6-month ban on exports: No scrap iron selling

The content originally appeared on: Trinidad and Tobago Newsday

A worker collects a piece of copper wire at the West Indian Salvage and Recycling Company Ltd, Bypass Road, Kelly Village, in November last year. – FILE PHOTO/AYANNA KINSALE

THE government has imposed a six-month ban on the export of old and scrap iron to deal with the theft and vandalism of state and private assets.

Under the Customs Act, the ban on all scrap metal exportation came into effect on August 12, after Cabinet met last Thursday and agreed to accept the recommendation of a prohibition order brought by the Attorney General.

It was only announced on Monday afternoon at a joint news conference held by Minister of National Security Fitzgerald Hinds and Attorney General Reginald Armour.

Perpetrators will be liable to a $15,000 fine under the 1904 Metal and Marine Stores Act or a $1000 fine and/or imprisonment of 12 months under the Trade Ordinance.

In the next three months, Armour will review the industry and draft a regulatory framework so that by November he could approach Cabinet again with the proposed legislation aimed at monitoring and reducing the illegal trade in scrap iron and metal.

He will also look at regional and international scrap-iron exportation legislation and make recommendations to amend existing regulations.

“It’s a very reluctant decision the Cabinet has come to. We have attempted to keep it within proportion, that is to say, six months, to February 23, and to allow for an even shorter period of three months if the AG is able to persuade the Cabinet.”

Once Cabinet is satisfied and persuaded by his proposals, the ban will be lifted.

If not, the restrictions will remain in effect for the following three months to give the government more time to draft practical legislation.

This move comes two weeks after Hinds signalled the government’s intention to introduce restrictions on the industry. Soon afterwards, the Finance and General Purposes sub-committee of the Cabinet met and finalised plans to bring the ban into effect.

Last week the sub-committee reported to the Cabinet that the situation needed “urgent short-term action so enable the government to bring the crisis under control,” Armour added.

Recently police recovered over $1 million in iron I-beams and steel poles belonging to the Ministry of Works which were found at a scrap-iron yard in central Trinidad.

TSTT and WASA have been severely hit by vandals, who have carted off millions of dollars’ worth of cable.

In July, thieves struck TSTT’s underground fibre optic and copper installation in San Fernando, interrupting service to tens of thousands of customers.

On August 4, vandals attacked WASA’s California Booster Station, carting off electrical cables. The estimated cost of the damage is $400,000 and the timeframe for repairs was said to be between three-four weeks.

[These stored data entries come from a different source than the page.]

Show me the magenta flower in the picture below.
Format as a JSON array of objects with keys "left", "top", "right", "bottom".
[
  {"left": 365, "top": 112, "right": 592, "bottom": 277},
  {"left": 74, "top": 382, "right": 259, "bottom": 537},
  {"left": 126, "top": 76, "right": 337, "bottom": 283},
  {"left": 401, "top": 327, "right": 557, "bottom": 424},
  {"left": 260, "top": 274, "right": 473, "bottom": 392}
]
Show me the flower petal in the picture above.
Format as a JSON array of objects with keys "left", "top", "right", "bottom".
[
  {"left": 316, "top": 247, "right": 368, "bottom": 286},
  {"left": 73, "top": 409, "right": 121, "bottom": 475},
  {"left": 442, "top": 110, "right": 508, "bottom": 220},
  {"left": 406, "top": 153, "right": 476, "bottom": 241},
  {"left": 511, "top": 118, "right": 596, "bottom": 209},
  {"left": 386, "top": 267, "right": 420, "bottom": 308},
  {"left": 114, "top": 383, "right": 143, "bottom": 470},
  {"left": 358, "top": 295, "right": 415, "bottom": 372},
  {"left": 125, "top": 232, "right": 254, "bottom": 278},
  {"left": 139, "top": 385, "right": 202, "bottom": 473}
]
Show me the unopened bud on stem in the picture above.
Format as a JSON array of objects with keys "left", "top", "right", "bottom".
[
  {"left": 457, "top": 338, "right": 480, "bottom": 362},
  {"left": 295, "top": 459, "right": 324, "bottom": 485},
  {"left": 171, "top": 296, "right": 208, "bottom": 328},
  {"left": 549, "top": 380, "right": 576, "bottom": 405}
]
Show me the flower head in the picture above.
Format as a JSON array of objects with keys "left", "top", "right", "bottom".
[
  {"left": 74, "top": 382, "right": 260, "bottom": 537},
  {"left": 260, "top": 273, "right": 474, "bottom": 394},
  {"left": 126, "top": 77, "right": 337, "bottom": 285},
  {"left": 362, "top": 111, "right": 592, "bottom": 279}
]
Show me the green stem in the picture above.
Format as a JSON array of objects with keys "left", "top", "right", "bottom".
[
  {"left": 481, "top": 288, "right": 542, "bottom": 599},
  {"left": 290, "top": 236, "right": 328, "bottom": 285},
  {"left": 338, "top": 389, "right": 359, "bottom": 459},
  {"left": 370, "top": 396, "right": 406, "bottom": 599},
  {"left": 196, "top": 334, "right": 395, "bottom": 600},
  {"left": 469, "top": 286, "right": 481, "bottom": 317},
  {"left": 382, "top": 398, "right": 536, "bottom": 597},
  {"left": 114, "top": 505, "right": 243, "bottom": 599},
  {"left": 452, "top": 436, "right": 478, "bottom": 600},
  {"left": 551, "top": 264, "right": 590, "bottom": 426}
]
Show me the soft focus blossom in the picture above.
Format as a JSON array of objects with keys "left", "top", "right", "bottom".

On July 31, TSTT underground cables were stolen. causing a disruption of services throughout the country.

Before this, on June 26, approximately $115,000 in copper and batteries went missing at the National Gas Company’s Hamilton Trace, Moruga, station.

In early August, copper thieves escaped with 60 feet of copper cable and two three-way standby antennas worth $300,000 from a radio station. A reward of $100,000 was offered for information leading to the arrest of the perpetrators.

Armour said while he understands the ripple effects of this move on scrap-iron dealers, the trade has been turned into an illegal business and the government must regain control.

Until the ban is lifted, he said. a subcommittee will work closely with Minister of Trade Paula Gopee-Scoon, Hinds and Energy Minister Stuart Young to review and grant licences to permit the handling of certain types of materials that fall under the ban.

Only manufacturers who “export old material as a by-product of manufacturing goods or a surplus material not required for manufacturing them and old metal and scrap iron defined in that order” will be granted such a permit.

“Our intention is to keep the legitimate industry alive. but under constant review under this six-month period, so there would be no loopholes through which any illicit undertaking would continue.”

President of the Scrap Iron Dealers Association Allan Ferguson told Newsday he is in talks with his attorneys and will speak publicly on the matter on Tuesday.

He described the situation as “putting your children in a room without something to eat and telling them, ‘I’ll come back for you in six months.’”

Armour said the next six months will be used to review the old legislation and update the register system of scrap dealers and buyers.The target is to have a regular inspection and monitoring regime.

“This register will, under the new legislation, be available on our website so that everybody will know who is dealing in this trade. It will also give enhanced powers to the police to enter premises of offences suspected of being committed and also to inspect containers in which scrap metal is stowed before exportation.”

All this will be done with the consultation of all stakeholders.

According to the Central Statistical Office, scrap-metal exports escalated from $69 million in 2009 to $216 million in 2018 and have continued to grow.

But in the past two years, the number of perpetrators arrested for illegal trade and theft of scrap iron has doubled.

Police data revealed in 2020 there were 58 reports of scrap-iron theft and they arrested 30 people. In 2021, police responded to 87 reports and 52 people were brought before the court.

Between January and August this year, a total of 162 reports were made and police arrested 136 people.